More efficient timegate query option

mementoweb / py-memento-client

A Memento Client Library in Python

Other

25 stars 6 forks source link

More efficient timegate query option #2

Open ikreymer opened 9 years ago

ikreymer commented 9 years ago

Great to see this library, I was just exploring using the get_memento_info for Netcapsule or Reconstruct and ran into the following issue.

While the get_memento_info is a great general purpose function, I think there needs to be a more optimized option that performs just the basic "Get memento from TimeGate at specified datetime" and nothing else. Ideally, this means having a single HTTP request to the TimeGate to get the desired info.

I propose adding an extra param, include_uri_checks, which will default to True, but when set to False, will disable any of the following additional checks.

Currently, the get_memento_info also includes the following:

A get_original_uri queries the original url to determine if its a URL-R or URl-M. This is unnecessary if the user knows that a URL-R is being passed in (and potentially slow). With include_uri_checks disabled, this test will be skipped.
Redirects are enabled on the TimeGate HEAD request, initiating potentially many redirects. This can be disabled to ensure just one request to the TimeGate. With include_uri_checks disabled, the value of Location or Content-Location header will be used instead.
Redirects are followed with a head request to the URL-M to get the Memento-Datetime header. This also brings additional overhead. Instead, the datetime is usually already available Link header response from the TimeGate, getting the datetime from the rel=memento entry. (As a side note, I was surprised to find that this is not required, though luckily present in most implementations -- seems like the timegate should always return the datetime in the link header, rather than force user to make another request to the URL-M)
With this option, automatic redirecting, eg. http://lanl.gov -> http://www.lanl.gov/worldview/ is disabled, as the users browser will follow the 302 explicitly and it will be reflected to the user.

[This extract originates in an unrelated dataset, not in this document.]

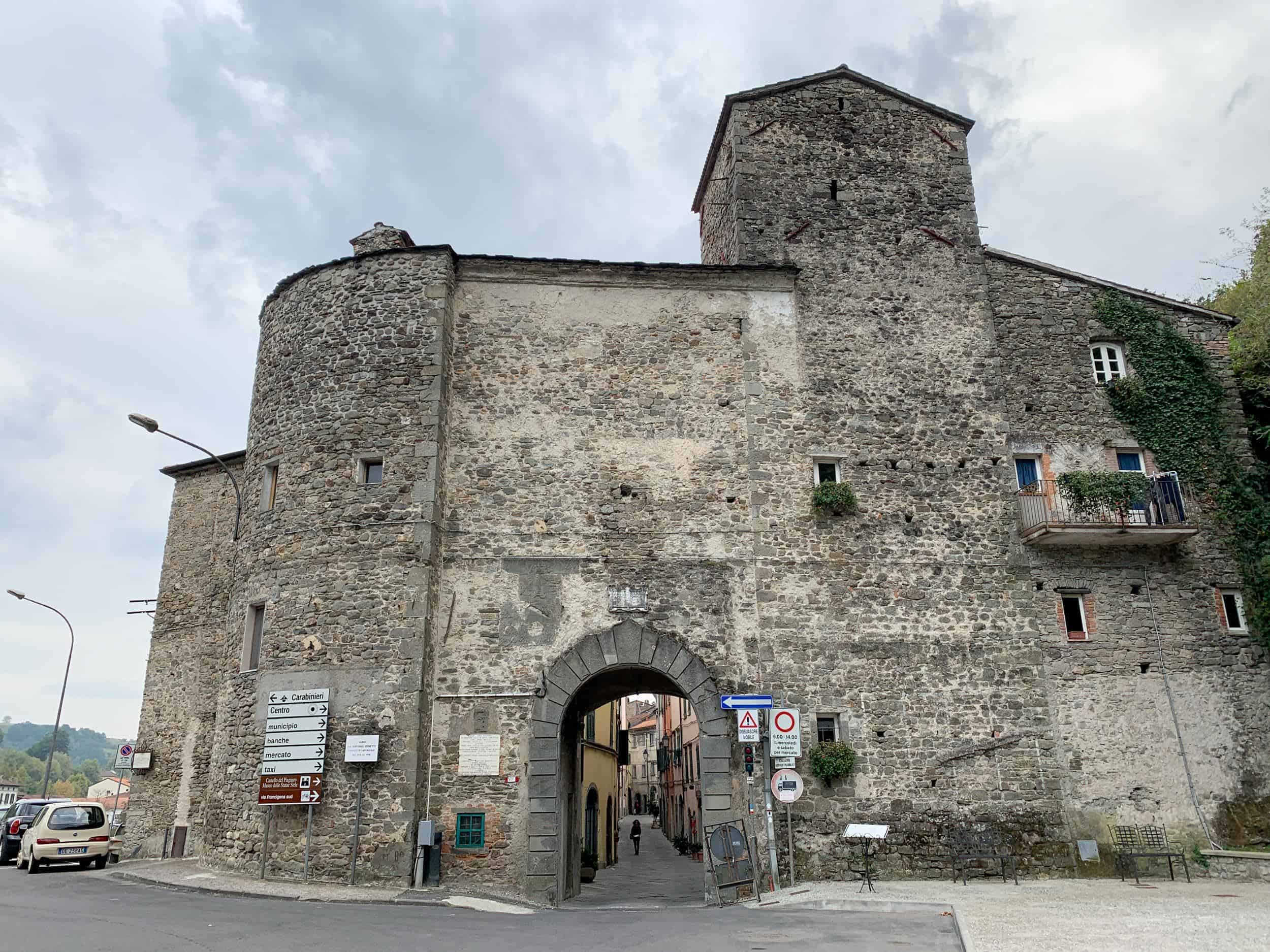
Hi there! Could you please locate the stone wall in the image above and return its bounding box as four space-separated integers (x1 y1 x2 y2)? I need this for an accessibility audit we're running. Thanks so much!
987 251 1270 843
123 454 243 858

For now, I've called this property include_uri_checks but can be changed to something else. If better to make a separate function, that can work as well.

With this option disabled, Reconstruct and Netcapsule can use start using this API, rather than relying on the existing Memento JSON api that's only on the aggregator.

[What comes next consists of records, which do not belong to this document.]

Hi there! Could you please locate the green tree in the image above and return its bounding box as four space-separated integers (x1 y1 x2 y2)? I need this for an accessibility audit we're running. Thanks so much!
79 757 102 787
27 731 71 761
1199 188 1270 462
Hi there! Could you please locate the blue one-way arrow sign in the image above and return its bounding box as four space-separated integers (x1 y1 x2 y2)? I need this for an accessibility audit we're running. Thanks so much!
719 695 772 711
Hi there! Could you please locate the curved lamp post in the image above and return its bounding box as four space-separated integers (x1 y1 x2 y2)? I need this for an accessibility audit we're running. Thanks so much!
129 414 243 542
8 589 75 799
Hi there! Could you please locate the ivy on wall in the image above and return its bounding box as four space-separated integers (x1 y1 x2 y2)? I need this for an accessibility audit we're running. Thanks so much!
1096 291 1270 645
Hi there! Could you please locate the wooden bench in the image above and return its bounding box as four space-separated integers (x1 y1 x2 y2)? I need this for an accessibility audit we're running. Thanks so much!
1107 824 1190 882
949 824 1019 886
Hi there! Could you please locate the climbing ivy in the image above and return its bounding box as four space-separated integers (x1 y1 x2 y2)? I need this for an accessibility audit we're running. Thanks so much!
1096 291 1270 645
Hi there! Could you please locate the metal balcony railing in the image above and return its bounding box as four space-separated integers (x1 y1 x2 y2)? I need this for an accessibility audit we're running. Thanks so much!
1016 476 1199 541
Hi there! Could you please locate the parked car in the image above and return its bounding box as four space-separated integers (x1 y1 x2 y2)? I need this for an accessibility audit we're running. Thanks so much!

I've also included a simple test file with demonstrates these changes.

Let me know if there are any questions/thoughts.

ikreymer commented 9 years ago

Here is an example for the use case, based on one of the test cases.

MementoClient('https://web.archive.org/web/', 
    check_native_timegate=False).get_memento_info(
    url='http://www.lanl.gov', 
    datetime.datetime(2003, 3, 19, 23, 59, 59))

results in the following traffic:

HEAD http://www.lanl.gov/ - 200
HEAD https://web.archive.org/web/http://www.lanl.gov - 302
HEAD https://web.archive.org/web/20030320195439/http://www.lanl.gov/worldview - 302
HEAD https://web.archive.org/web/20030401090900/http://www.lanl.gov/worldview - 302
HEAD https://web.archive.org/web/20030401203752/http://www.lanl.gov/worldview/ - 200

This is far too much traffic and unnecessary for memento replay.

With the new option include_uri_checks=False option,

MementoClient('https://web.archive.org/web/', 
    check_native_timegate=False).get_memento_info(
    url='http://www.lanl.gov', 
    datetime.datetime(2003, 3, 19, 23, 59, 59), 
    include_uri_checks=False)

there is just one request:

HEAD https://web.archive.org/web/http://www.lanl.gov - 302

(The replay system will then do a GET on the closest memento and play back the 302)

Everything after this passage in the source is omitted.